The one-month floor for short tenure
The formula has a protective floor: no qualifying authorized-cause separation pay falls below one month's pay. So an employee retrenched after just over a year, whose half-month-per-year figure would be small, still receives a full month. This floor is why probationary and short-tenure employees dismissed for an authorized cause typically see one month's pay as their result — as covered in our probation calculator.
Checking your figure and your final pay
After computing separation pay, remember it is only part of your final pay. Add earned unpaid salary, pro-rated 13th-month pay, and unused SIL encashment. Verify the separation figure itself on the Separation Pay Calculator, which applies the correct rate, the six-month rounding and the one-month floor automatically, and see the full set of Philippine tools on the Philippines hub.
Key takeaways
- Redundancy and labour-saving devices pay 1 month per year; retrenchment, closure and disease pay ½ month per year.
- A fraction of at least six months counts as a full year; the minimum is one month's pay.
- On PHP 20,000 over 8 years: retrenchment PHP 80,000, redundancy PHP 160,000.
- Retirement pay (age 60–65, 5+ years) uses 22.5 days per year — a composite of 15 days' salary plus 13th-month and leave components — a different basis from separation pay.
- Separation pay is only part of your final pay: add earned unpaid salary, pro-rated 13th-month pay, and unused SIL encashment.

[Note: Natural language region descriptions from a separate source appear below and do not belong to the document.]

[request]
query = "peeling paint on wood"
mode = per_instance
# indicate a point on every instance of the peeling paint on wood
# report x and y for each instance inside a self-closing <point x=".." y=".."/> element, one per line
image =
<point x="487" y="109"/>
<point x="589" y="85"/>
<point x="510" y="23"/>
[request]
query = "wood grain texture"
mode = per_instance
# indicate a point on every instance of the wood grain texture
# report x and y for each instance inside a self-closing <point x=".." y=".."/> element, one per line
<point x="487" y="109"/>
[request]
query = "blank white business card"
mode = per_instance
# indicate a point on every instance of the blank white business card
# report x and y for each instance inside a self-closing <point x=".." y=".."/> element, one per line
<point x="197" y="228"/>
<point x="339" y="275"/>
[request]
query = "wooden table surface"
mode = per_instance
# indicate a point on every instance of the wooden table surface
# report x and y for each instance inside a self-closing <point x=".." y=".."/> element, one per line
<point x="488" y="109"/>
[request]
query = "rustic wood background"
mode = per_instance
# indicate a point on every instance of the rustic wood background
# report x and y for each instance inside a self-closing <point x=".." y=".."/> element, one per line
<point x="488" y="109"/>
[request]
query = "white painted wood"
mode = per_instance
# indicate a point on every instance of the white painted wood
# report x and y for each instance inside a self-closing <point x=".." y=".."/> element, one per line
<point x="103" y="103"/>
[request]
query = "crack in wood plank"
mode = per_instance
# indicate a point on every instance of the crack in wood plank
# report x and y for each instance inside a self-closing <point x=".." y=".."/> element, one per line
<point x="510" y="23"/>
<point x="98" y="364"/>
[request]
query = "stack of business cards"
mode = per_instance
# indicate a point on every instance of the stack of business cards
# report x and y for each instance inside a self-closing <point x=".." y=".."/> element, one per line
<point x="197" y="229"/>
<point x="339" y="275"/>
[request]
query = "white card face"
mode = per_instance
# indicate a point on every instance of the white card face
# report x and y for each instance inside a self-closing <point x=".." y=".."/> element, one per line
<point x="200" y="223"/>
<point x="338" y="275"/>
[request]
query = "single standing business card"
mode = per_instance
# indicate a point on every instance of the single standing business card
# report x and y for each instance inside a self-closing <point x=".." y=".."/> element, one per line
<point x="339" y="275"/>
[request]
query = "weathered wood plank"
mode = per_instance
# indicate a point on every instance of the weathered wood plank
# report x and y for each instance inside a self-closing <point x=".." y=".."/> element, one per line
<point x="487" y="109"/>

- Resignation and just-cause dismissal generally carry no separation pay; authorized causes do.
- Confirm your figure on the Separation Pay Calculator and check unused leave on the SIL calculator.
Frequently asked questions
What is the separation-pay formula in the Philippines?
Separation pay = rate × monthly pay × years of service, with a one-month minimum. The rate is one month per year for redundancy or labour-saving devices, and half a month per year for retrenchment, closure or disease.
How much separation pay for 8 years at PHP 20,000?
Retrenchment (½ month/year) = PHP 80,000; redundancy (1 month/year) = PHP 160,000. Both use the six-month rounding for the final year.
Does a part-year count for separation pay?
Yes. A fraction of at least six months counts as one whole year. Under six months is dropped.
Is there a minimum separation pay?
Yes — at least one month's pay, even if the year-based formula would produce less.
How is retirement pay different from separation pay?
Retirement pay uses 22.5 days of pay per year of service (for employees aged 60–65 with 5+ years), rather than the one-month or half-month separation rates. The daily rate is monthly pay ÷ 30.